I'm puzzled as how CUST having enough talents to develop the super-duper i-payment system. As of Feb. 99, they have only 15 employees, I'm assuming including CEO and the janitor. They contracted out the development process to Lante Corp, at around the same time. A search for this Lante Corp. reveals that this is a consulting firm specialized in developing e-commerce biz. While Lante sounds like a respectable company, it can't be a substitute for in-house R&D, it's not even in the R&D business ! It's in the marketing business. I guess this means that we'll see a new and improved web page for CUST, but I don't think there will be a lot more substance than that.
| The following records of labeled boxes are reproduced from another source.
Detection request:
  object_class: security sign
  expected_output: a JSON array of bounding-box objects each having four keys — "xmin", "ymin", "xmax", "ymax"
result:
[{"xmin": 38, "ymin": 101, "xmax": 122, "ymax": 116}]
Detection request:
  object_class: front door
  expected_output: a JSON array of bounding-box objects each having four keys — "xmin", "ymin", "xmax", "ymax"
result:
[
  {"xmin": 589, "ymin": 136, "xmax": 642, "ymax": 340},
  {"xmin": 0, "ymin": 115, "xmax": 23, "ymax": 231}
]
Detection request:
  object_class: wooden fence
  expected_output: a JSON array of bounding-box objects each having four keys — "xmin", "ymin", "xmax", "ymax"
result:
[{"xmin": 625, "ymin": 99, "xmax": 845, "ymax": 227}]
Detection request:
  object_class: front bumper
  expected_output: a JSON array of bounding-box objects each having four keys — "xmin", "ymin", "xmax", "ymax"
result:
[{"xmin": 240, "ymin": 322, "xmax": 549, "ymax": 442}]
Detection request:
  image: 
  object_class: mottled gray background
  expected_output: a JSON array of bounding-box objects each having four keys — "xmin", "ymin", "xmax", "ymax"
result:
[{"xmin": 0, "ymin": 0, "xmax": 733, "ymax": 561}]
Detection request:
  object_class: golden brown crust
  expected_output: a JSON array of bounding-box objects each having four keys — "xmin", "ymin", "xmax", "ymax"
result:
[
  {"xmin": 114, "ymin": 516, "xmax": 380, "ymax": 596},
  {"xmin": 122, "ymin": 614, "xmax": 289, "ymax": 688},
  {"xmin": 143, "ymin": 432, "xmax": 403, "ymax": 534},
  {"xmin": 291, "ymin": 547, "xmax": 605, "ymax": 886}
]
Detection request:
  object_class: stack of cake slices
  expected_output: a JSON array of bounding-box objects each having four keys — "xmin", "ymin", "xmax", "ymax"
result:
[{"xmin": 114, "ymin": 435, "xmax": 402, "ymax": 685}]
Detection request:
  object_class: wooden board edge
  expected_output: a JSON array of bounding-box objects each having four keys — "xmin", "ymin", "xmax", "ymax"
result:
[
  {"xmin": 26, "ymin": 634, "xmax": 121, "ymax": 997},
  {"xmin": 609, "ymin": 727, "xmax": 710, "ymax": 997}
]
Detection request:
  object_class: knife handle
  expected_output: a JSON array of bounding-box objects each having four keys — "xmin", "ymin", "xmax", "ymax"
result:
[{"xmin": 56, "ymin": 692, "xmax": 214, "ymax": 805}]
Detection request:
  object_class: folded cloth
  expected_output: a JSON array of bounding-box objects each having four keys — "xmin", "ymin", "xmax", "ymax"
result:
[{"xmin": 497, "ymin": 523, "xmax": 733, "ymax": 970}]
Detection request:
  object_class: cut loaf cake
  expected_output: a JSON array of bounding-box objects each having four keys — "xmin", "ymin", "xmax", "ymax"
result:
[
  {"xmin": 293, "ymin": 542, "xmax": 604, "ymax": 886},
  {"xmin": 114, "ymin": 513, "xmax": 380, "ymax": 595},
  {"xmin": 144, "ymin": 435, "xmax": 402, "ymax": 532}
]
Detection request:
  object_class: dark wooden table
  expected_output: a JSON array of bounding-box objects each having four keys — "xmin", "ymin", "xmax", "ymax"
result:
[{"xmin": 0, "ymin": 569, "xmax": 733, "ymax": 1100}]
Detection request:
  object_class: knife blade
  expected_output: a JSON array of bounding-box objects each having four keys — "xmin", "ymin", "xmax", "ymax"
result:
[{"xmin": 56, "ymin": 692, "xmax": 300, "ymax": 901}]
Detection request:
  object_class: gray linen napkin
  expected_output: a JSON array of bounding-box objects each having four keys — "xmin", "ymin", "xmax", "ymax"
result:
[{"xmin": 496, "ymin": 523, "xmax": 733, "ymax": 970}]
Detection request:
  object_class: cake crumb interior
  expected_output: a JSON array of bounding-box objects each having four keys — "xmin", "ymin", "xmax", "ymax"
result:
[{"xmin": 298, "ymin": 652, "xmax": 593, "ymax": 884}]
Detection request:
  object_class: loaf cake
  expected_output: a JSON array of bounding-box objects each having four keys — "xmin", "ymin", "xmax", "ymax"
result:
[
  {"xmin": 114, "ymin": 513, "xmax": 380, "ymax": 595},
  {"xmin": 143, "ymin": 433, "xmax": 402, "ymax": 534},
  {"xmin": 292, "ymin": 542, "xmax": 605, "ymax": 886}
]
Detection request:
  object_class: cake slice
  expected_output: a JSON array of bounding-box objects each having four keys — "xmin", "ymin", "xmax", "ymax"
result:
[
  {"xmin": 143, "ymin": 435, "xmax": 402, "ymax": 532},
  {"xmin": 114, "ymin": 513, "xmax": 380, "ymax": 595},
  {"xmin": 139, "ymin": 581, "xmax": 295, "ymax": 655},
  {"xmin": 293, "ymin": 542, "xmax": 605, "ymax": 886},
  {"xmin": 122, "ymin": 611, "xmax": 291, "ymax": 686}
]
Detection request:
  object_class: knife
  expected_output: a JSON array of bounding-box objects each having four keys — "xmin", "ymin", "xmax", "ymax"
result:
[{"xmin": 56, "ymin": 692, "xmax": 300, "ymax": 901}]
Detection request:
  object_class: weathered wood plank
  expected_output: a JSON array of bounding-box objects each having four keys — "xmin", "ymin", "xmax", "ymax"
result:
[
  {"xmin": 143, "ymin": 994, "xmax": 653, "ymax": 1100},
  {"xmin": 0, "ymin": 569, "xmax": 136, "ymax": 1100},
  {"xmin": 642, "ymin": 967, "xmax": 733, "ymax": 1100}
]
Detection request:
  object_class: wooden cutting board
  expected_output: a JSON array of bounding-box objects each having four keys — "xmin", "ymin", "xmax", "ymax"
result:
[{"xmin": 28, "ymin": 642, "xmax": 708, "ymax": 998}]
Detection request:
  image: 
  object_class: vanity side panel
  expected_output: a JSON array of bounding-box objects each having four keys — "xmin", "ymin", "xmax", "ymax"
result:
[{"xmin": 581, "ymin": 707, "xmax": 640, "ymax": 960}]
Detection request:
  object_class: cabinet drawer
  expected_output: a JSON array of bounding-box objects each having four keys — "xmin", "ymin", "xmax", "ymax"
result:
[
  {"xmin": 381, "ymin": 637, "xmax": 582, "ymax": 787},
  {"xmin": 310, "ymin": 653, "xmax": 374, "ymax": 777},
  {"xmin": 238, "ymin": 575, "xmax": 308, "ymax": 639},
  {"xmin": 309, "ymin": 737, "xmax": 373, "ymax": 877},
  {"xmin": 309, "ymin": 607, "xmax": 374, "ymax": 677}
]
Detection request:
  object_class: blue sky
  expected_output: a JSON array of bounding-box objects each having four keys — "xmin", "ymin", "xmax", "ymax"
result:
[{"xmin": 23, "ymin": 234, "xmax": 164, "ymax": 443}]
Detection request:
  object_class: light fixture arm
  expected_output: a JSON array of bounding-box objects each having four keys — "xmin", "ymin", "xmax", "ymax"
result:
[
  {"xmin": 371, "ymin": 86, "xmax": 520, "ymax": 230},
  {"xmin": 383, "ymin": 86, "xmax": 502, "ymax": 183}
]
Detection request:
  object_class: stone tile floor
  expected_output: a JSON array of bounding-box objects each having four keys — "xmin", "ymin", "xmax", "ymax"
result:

For the sake of argument, let's say that Lante can develop this solution. Does the longs realize how many things can go wrong in this arrangement ? If Lante can do, why shouldn't Lante sell it if it's so profitable ? After Lante deliver the code, who will support it ? This is too many question for this simple man.
BTW, here's what I based the above comments on, from CUST 10K
" Lack of Standards. There are currently no generally accepted standards for Internet payment systems. There is no assurance that the Internet transaction payment system the Company is developing will become a generally accepted standard or that it will be compatible with any standards that become generally accepted.
Employees The Company had 15 employees as of February 28, 1999. Research and Development; Patents and Trademarks The Company is a licensee of one patent covering concepts the Company may employ in implementing its Internet businesses. In addition, the Company has filed for trademarks and service marks, as applicable, for "CustomTracks" and other marks.
The Company entered into an agreement in February 1999 with Lante Corporation ("Lante"), a third party software development firm, to assist the Company with developing its new Internet transaction payment system. In exchange for the services to be provided by Lante, the Company will pay cash for work performed at discounted rates and will issue options to purchase 500,000 shares of the Company's common stock to Lante at an exercise price of $7.62 per share, the closing price of the Company's common stock on the date of the agreement. The options vest over three years and expire at the end of ten years. The estimated fair value of these options at the grant date using the Black-Scholes option valuation model is $2,865,000 or $5.73 per share."